A fé, para mim, nasceu do encontro com Jesus. Um encontro pessoal, que tocou o meu coração e deu uma direção e um sentido novo à minha existência. Mas, ao mesmo tempo, um encontro que se tornou possível pela comunidade de fé em que eu vivia e graças à qual eu encontrei o acesso à inteligência da Sagrada Escritura, à vida nova que, como água que jorra, brota de Jesus através dos Sacramentos, à fraternidade com todos e ao serviço dos pobres, imagem verdadeira do Senhor.

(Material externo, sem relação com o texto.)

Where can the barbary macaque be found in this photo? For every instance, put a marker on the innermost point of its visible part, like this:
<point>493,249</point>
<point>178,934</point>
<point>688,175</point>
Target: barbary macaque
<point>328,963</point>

Sem a Igreja – acredite-me –, eu não teria podido encontrar Jesus, embora na consciência de que aquele imenso dom que é a fé é custodiado nos frágeis vasos de barro da nossa humanidade.

Ora, é precisamente a partir daí, dessa experiência pessoal de fé vivida na Igreja, que eu me sinto confortável para ouvir as suas perguntas e para buscar, junto com o senhor, as estradas ao longo das quais possamos, talvez, começar a fazer um trecho de caminho juntos.

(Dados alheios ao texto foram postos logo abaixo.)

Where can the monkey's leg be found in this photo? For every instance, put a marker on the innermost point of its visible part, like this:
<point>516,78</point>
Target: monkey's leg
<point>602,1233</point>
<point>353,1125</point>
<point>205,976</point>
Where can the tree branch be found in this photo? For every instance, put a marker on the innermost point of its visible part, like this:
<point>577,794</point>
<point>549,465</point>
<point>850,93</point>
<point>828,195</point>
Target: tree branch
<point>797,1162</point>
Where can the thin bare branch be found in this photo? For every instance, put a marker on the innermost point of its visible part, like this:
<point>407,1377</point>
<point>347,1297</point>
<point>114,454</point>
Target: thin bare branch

Perdoe-me se eu não seguir passo a passo as argumentações propostas pelo senhor no editorial do dia 7 de julho. Parece-me mais frutífero – ou, ao menos, é mais natural para mim – ir de certo modo ao coração das suas considerações. Não vou entrar nem na modalidade expositiva seguida pela Encíclica, em que o senhor entrevê a falta de uma seção dedicada especificamente à experiência histórica de Jesus de Nazaré.

Observo apenas, para começar, que uma análise desse tipo não é secundária. Trata-se, de fato, seguindo, além disso, a lógica que guia o desdobramento da Encíclica, de deter a atenção sobre o significado do que Jesus disse e fez, e, assim, em última instância, sobre o que Jesus foi e é para nós. As Cartas de Paulo e o Evangelho de João, aos quais se faz referência particular na Encíclica, são construídos, de fato, sobre o sólido fundamento do ministério messiânico de Jesus de Nazaré que chegou ao seu auge resolutivo na páscoa de morte e ressurreição.

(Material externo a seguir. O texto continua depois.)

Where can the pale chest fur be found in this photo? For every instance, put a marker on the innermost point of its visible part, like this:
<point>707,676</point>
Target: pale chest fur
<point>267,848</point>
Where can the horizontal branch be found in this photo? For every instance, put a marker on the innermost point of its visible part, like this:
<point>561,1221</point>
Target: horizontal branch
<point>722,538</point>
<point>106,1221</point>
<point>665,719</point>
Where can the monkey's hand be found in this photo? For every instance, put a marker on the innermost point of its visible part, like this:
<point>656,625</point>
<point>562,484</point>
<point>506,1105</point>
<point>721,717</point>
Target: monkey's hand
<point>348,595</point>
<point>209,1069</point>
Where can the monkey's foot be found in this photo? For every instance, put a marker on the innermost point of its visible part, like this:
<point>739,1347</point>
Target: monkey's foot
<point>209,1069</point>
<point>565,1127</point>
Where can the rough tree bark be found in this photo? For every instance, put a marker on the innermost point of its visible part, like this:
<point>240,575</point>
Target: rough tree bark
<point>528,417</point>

Portanto, é preciso se confrontar com Jesus, eu diria, na concretude e na rudeza da sua história, como nos é narrada sobretudo pelo mais antigo dos Evangelho, o de Marcos. Constata-se então que o "escândalo" que a palavra e a práxis de Jesus provocam em torno dele deriva da sua extraordinária "autoridade": uma palavra, esta, atestada desde o Evangelho de Marcos, mas que não é fácil traduzir bem em italiano. A palavra grega é "exousia", que, literalmente, refere-se ao que "provém do ser" que se é. Não se trata de algo exterior ou forçado, portanto, mas de algo que emana de dentro e que se impõe por si só. Jesus, com efeito, impressiona, surpreende, inova a partir – ele mesmo o diz – da sua relação com Deus, chamado familiarmente de Abbá, que lhe confere essa "autoridade" para que ele a gaste em favor dos homens.

Assim, Jesus prega "como quem tem autoridade", cura, chama os discípulos a segui-lo, perdoa... todas coisas que, no Antigo Testamento, são de Deus, e somente de Deus. A pergunta que mais vezes retorna no Evangelho de Marcos: "Quem é este que...?", e que diz respeito à identidade de Jesus, nasce da constatação de uma autoridade diferente da do mundo, uma autoridade que não tem como fim exercer um poder sobre os outros, mas servi-los, dar-lhes liberdade e plenitude de vida. E isso até o ponto de pôr em jogo a sua própria vida, até experimentar a incompreensão, a traição, a rejeição, até ser condenado à morte, até desabar no estado de abandono sobre a cruz. Mas Jesus permanece fiel a Deus, até o fim.

E é precisamente então – como exclama o centurião romano aos pés da cruz, no Evangelho de Marcos – que Jesusse mostra, paradoxalmente, como o Filho de Deus! Filho de um Deus que é amor e que quer, com todo o seu próprio ser, que o ser humano, cada ser humano, se descubra e viva também ele como seu verdadeiro filho. Isso, para a fé cristã, é certificado pelo fato de que Jesus ressuscitou: não para trazer novamente o triunfo sobre quem o rejeitou, mas para atestar que o amor de Deus é mais forte do que a morte, o perdão de Deus é mais forte do que todo o pecado, e que vale a pena gastar a própria vida, até o fim, para testemunhar esse imenso dom.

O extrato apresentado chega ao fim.